Ya mencionamos algo de lo que falta en este extenso documental, pero lo que lo vuelve excepcional es lo que contiene, que excede largamente las historias más conocidas de la banda, cubiertas por infinidad de biografías, notas periodísticas y documentales previos. En primer lugar, hay que destacar que hay mucha música: esto parecería una obviedad si no fuera porque muchos documentales actuales sobre músicos suelen olvidarse de que, además de escuchar a testigos contando experiencias, es importante escuchar algo de la obra en cuestión. En ese aspecto, y sin caer en lo excesivamente especializado, hay muchas observaciones sobre la formación técnica de los integrantes de la banda, su forma de arreglar los temas y su culto a la improvisación, controlada gracias a horas y horas de interpretación conjunta. Los interesados en la infraestructura sonora del rock darán vueltas de felicidad en el extenso segmento dedicado al monstruoso y futurista sistema de sonido que el grupo utilizaba en los años 70, diseñado por su aliado Oswley Oso Stanley, una especie de científico loco, ingeniero de sonido y químico que además de fabricar (y pagar) los equipos de la banda, producía el ácido lisérgico más poderoso de San Francisco.
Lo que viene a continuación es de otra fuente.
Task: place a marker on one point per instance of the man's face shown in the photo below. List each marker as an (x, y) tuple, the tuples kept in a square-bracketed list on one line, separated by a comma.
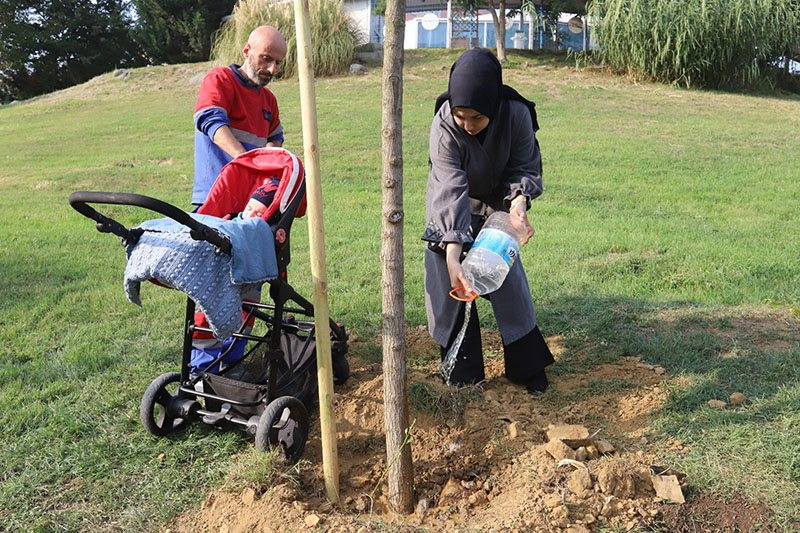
[(262, 60)]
La relación de la banda con el ácido y su cultura da pie a varios segmentos muy hilarantes –al menos para quienes tengan un sentido del humor poco prejuicioso– en los que los músicos y sus allegados aparecen en estados bastante impresentables (incluyendo a un equipo de cine contratado por la compañía de discos para hacer un documental sobre The Grateful Dead, cuyos integrantes terminaron tan drogados que se olvidaron de registrar la gira, y en cambio usaron las cámaras y rollos para filmarse a sí mismos macaqueando por los campos). Varios deadheads –una tribu que tiene semejanzas con los ricoteros argentinos– dan sus testimonios con mucho humor, y la sensación general es la de que la trayectoria de la banda fue, más que el proyecto artístico de una decena de músicos, una prolongada experiencia que ponía a prueba los límites entre lo que pasaba encima del escenario y lo que ocurría delante o detrás de él. Una revuelta pacífica, aunque ocasionalmente riesgosa y hasta letal, que se desarrolló durante décadas dentro de la cultura del rock, pero a la vez en oposición –o al menos en forma alternativa– a ella.

La historia termina, inevitablemente, con cierta tristeza y melancolía, pero el viaje es –tal como lo planteó el director y como es la voluntad de los sobrevivientes del grupo– más divertido y risueño de lo que podría pensarse, y, aun para los conocedores de la historia de The Grateful Dead o los poco impresionables, una continua sucesión de momentos asombrosos que siguen una lógica ajena a cualquier concepto de “carrera” o especulación artístico-comercial. El retrato de un caos multitudinario, amable y extrañamente armónico, que puede resumirse en la respuesta que uno de los plomos de la banda dice que se había acostumbrado a dar ante la recurrente pregunta de quién era el jefe de ese colectivo de músicos talentosos, personajes extravagantes y seres inclasificables: “El jefe es la situación”.